For this priority traffic the paradigm is obviously different, in this case latency remains consistently low and in this case the buffers are deliberately set shallower. The ultimate goal for priority, or low latency queuing (LLQ) traffic is just that, to keep latency low and in most cases the traffic profile is policed.
The test scenario above, where all traffic being sent is of the same class is not a test of QoS as such, to test QoS operation more completely one must have more that one traffic class configured then congest the interface and prioritize accordingly.
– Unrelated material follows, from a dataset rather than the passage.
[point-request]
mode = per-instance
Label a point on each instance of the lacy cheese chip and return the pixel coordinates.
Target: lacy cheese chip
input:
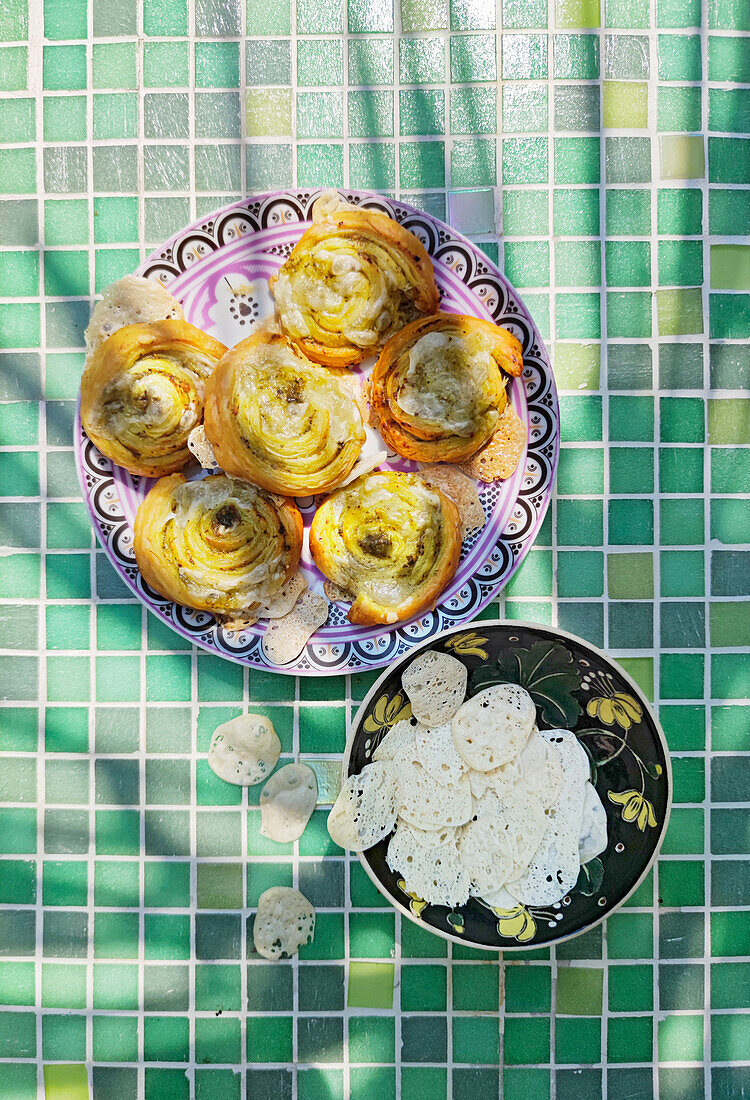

It must be noted that the Cisco ASR 1000 has a systemic notion of high and low priority traffic even within QFP and outside the queuing chipset, therefore low latency traffic is always guaranteed to be serviced first throughout the platform. In these test profiles, but outside of the RFC2544 testing, priority traffic was sent concurrently to help ensure LLQ operation. In all cases the priority traffic incurred latency in the order of 30 ~ 50usec, while default traffic was either buffered or tail dropped.
Conclusion
The overall goal of this whitepaper was to explain the Cisco ASR 1000 latency in response to different configuration and load conditions. In summary, the Cisco ASR 1000 has extremely good latency while running with basic routing functions as well as with multiple services turned on. It was also demonstrated that like any router with shaping turned latency will increase as you get to closer to the NDR. In these scenarios latency will be higher due to the need for the router to buffer and shape the packets while sustaining a 100% traffic load.